What children learn in school will influence whether future personal and societal solutions are guided by evidence and empathy or by ignorance and selfishness. To be clear, to teach students to have a critical perspective does not mean to indoctrinate them to criticize their government. Rather, it means supporting students to develop the dispositions, knowledge and intellectual tools to ask and investigate vital and timely questions. It means that early on– no matter how challenging it may be for parents and teachers– that around issues that do not affect their safety and well being, we should want them to ask, “How do you know that?” And not accept, “Because I said so,” or “Believe me,” as sufficient answers.

In school, students should ask and investigate:

How do people who claim expertise in any field develop, verify, and revise what they think they know?

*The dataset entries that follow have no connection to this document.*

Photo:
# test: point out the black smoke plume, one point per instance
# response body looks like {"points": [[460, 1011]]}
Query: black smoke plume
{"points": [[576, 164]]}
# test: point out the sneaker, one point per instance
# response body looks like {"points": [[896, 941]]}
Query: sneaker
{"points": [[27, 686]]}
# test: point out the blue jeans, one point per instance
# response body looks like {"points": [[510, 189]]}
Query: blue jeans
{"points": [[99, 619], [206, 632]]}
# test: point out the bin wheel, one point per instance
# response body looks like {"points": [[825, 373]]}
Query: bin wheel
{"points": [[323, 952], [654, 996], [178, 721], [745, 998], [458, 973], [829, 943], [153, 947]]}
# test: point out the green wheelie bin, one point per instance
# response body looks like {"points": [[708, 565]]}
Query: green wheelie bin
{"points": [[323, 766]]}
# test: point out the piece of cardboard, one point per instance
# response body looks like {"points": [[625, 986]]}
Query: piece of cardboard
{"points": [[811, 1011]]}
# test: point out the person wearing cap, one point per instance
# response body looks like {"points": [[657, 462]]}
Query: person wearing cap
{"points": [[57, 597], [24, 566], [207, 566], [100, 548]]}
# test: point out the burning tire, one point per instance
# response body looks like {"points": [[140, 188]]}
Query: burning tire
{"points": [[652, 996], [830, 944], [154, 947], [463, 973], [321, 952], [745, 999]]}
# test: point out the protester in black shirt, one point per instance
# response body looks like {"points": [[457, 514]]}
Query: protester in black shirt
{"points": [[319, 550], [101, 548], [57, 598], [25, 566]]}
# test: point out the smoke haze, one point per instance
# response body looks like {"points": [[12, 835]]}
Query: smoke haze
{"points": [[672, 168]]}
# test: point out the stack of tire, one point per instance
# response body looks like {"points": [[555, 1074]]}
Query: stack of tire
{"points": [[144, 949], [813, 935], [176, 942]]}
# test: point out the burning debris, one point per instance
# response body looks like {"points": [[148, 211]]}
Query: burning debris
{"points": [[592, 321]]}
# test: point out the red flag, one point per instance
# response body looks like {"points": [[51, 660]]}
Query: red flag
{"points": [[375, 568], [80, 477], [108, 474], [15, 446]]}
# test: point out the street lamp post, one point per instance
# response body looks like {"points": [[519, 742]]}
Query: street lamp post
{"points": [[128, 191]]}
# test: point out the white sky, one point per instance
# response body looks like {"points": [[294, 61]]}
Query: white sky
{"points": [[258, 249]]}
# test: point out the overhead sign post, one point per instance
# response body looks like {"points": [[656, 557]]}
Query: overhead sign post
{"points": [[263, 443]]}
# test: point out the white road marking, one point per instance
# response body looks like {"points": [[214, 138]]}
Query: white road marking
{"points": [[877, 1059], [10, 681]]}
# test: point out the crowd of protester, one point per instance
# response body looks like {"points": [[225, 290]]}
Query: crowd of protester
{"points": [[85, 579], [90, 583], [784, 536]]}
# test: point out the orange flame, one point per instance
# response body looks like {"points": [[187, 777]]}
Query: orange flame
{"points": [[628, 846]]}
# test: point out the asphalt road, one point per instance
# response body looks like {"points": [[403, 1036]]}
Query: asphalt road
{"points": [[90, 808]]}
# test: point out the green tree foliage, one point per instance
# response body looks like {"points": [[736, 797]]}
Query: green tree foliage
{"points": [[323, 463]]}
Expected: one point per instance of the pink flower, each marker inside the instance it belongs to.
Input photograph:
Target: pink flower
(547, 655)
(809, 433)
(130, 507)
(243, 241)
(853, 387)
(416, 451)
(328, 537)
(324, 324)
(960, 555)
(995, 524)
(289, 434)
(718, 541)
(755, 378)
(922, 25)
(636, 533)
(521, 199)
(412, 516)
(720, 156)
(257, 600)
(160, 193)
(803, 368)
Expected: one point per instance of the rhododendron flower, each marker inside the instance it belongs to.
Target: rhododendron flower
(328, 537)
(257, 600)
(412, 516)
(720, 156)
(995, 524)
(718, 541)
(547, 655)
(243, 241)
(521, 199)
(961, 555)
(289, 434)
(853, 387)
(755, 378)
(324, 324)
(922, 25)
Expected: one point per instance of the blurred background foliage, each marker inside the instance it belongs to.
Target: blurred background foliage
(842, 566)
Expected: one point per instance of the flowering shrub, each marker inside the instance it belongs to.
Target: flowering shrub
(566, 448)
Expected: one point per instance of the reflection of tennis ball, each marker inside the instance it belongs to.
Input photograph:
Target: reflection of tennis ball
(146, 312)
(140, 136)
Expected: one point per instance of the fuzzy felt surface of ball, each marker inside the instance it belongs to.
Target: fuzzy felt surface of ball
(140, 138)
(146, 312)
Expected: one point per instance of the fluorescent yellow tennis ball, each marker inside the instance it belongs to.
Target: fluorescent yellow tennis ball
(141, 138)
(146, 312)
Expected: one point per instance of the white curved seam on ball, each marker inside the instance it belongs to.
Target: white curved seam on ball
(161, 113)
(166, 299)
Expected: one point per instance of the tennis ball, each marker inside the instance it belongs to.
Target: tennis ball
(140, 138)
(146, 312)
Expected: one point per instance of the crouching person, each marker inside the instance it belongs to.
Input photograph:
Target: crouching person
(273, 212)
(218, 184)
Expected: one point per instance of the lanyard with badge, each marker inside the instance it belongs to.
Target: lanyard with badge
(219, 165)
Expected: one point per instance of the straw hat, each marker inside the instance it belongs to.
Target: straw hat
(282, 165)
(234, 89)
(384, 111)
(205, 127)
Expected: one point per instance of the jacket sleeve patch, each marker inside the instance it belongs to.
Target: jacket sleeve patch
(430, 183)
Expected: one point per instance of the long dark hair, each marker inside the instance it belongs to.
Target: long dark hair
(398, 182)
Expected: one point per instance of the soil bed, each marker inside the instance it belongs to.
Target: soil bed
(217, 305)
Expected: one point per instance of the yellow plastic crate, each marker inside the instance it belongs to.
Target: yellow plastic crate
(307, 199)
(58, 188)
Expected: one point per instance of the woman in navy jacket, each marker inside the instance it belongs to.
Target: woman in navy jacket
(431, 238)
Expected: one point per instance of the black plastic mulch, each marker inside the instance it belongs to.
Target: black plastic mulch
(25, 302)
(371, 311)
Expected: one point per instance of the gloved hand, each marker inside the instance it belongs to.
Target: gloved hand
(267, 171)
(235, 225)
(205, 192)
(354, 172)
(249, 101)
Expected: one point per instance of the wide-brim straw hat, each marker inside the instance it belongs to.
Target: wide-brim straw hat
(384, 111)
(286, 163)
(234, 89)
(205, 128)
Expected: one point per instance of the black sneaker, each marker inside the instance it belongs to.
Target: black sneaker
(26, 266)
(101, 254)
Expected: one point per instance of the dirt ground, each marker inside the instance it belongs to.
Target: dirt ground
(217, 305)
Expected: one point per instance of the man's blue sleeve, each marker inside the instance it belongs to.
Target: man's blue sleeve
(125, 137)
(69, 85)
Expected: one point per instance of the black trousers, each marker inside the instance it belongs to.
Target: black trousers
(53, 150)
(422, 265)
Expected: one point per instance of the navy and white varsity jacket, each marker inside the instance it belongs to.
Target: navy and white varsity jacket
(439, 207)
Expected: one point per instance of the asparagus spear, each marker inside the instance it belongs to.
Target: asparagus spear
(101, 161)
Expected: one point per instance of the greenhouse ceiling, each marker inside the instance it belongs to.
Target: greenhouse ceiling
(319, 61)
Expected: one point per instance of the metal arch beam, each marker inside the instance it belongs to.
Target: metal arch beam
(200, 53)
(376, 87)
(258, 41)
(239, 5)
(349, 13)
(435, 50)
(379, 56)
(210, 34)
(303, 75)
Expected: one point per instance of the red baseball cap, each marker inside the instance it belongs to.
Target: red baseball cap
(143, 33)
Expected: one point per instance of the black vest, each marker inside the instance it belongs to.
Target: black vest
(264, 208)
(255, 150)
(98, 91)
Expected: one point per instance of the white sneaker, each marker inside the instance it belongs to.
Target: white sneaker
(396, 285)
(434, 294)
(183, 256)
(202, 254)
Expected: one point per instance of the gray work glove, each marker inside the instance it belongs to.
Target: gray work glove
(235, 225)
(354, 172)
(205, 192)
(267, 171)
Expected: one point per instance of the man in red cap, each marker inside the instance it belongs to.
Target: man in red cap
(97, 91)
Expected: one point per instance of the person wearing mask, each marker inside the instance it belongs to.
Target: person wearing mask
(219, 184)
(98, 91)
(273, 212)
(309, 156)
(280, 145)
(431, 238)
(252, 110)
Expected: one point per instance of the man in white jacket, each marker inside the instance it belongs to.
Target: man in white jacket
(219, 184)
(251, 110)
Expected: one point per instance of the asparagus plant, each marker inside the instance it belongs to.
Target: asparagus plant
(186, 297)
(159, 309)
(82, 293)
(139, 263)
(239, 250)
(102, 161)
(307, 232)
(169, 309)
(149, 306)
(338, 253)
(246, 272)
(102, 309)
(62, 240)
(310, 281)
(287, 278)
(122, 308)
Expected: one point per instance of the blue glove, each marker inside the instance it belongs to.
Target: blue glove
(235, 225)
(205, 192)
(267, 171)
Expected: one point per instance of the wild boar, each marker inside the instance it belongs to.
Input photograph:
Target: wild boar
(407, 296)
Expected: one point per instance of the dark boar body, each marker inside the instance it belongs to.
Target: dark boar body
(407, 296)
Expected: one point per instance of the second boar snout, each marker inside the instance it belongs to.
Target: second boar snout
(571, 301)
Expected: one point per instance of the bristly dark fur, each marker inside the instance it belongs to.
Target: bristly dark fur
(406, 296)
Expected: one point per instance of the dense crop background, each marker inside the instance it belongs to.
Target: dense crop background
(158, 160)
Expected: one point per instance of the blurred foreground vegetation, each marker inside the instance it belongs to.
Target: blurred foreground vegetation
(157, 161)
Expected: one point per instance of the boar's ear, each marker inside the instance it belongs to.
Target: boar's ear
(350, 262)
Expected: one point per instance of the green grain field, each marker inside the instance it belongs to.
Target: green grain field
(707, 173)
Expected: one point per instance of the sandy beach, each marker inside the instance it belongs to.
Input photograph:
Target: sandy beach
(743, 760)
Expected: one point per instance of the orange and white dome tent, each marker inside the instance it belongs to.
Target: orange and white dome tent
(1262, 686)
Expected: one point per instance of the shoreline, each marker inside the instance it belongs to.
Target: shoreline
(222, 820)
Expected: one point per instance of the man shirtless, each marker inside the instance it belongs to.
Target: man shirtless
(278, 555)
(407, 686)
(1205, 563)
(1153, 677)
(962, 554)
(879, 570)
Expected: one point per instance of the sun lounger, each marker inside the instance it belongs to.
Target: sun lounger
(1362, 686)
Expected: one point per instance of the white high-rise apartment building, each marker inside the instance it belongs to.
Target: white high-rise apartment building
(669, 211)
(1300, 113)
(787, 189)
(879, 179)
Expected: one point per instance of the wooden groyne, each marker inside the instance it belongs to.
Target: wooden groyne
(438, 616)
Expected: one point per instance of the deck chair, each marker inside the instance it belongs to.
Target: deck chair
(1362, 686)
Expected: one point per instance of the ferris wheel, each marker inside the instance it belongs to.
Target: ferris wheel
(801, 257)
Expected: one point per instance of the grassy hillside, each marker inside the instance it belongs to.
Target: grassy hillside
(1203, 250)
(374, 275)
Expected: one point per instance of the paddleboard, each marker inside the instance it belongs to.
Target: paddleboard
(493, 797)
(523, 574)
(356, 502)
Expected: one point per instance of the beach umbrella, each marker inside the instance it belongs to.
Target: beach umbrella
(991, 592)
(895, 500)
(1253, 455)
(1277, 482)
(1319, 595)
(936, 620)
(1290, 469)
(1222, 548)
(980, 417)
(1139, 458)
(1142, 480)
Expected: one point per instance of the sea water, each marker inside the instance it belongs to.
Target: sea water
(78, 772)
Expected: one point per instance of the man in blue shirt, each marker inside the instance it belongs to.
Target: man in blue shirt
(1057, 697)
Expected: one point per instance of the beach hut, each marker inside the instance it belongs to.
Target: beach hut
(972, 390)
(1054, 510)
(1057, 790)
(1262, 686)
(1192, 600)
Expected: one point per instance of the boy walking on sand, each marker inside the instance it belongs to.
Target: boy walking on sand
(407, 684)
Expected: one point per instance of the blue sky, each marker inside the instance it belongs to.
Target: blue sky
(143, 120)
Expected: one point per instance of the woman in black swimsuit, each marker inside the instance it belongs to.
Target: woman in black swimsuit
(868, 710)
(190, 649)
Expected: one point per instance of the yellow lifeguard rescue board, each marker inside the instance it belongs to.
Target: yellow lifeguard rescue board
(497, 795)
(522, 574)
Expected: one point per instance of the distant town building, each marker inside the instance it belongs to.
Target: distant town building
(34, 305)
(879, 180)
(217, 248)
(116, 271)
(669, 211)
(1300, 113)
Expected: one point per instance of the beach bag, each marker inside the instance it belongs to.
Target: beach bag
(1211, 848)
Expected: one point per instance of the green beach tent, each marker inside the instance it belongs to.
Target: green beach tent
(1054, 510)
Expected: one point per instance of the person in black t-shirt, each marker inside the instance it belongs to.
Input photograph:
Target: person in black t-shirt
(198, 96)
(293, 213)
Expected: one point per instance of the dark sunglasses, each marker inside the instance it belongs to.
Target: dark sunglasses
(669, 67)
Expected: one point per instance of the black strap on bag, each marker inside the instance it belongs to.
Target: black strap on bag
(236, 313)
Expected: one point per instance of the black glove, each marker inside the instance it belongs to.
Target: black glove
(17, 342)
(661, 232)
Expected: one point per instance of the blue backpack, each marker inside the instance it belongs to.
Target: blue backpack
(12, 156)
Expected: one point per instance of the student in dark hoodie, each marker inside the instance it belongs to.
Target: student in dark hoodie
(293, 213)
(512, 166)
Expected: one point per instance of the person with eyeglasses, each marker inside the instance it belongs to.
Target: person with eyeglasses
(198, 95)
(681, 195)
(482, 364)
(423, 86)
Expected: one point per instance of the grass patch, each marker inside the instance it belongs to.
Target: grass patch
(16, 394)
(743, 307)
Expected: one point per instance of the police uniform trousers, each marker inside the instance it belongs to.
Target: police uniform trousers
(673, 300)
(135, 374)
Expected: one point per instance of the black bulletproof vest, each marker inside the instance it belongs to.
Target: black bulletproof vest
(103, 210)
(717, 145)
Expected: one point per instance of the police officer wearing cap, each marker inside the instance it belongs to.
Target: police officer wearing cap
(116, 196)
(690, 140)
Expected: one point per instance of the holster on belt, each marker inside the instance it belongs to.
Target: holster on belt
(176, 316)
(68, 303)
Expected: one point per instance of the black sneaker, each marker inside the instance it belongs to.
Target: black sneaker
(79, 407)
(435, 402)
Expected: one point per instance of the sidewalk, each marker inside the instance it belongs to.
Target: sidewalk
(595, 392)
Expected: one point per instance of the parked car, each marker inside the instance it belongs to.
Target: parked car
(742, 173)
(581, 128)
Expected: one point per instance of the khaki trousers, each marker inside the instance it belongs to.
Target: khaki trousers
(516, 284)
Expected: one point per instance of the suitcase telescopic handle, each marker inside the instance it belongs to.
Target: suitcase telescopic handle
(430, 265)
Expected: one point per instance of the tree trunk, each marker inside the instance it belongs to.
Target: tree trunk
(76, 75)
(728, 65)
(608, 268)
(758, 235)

How do values influence how and for what purpose knowledge is used?

How have and how can conflicts in values be resolved in personal and public decisions making?

How can I find out how the ways in which people live together today developed?

How have people organized to change social, political and economic arrangements in which they lived?

These are questions at the intersection of ideas and values. The Trump administration and its supporters present a uniquely dangerous challenge. Their ideological message is, “Trust the authority of your betters, distrust expertise.” Their moral message is, “Lookout for yourself. Empathy is a sign of weakness.” That is, Trump has filled critical high-level positions with people who lack job-related expertise, but claim authority because they have amassed wealth. Their raison d’être is to enhance the wealth and power of the wealthy at the expense of the rest of us. Evidence and empathy are not part of their mental or moral compasses.

Let’s make school about learning to tell the truth and learning to understand, care about and get along with others. These traditional subjects can either serve or detract from that goal. That’s our choice.

Arthur H. Camins is a lifelong educator. He works part time with curriculum developers at UC Berkeley as an assessment specialist. He retired recently as Director of the Center for Innovation in Engineering and Science Education at Stevens Institute of Technology. He has taught and been an administrator in New York City, Massachusetts, and Louisville, Kentucky. The ideas expressed in this article are his alone.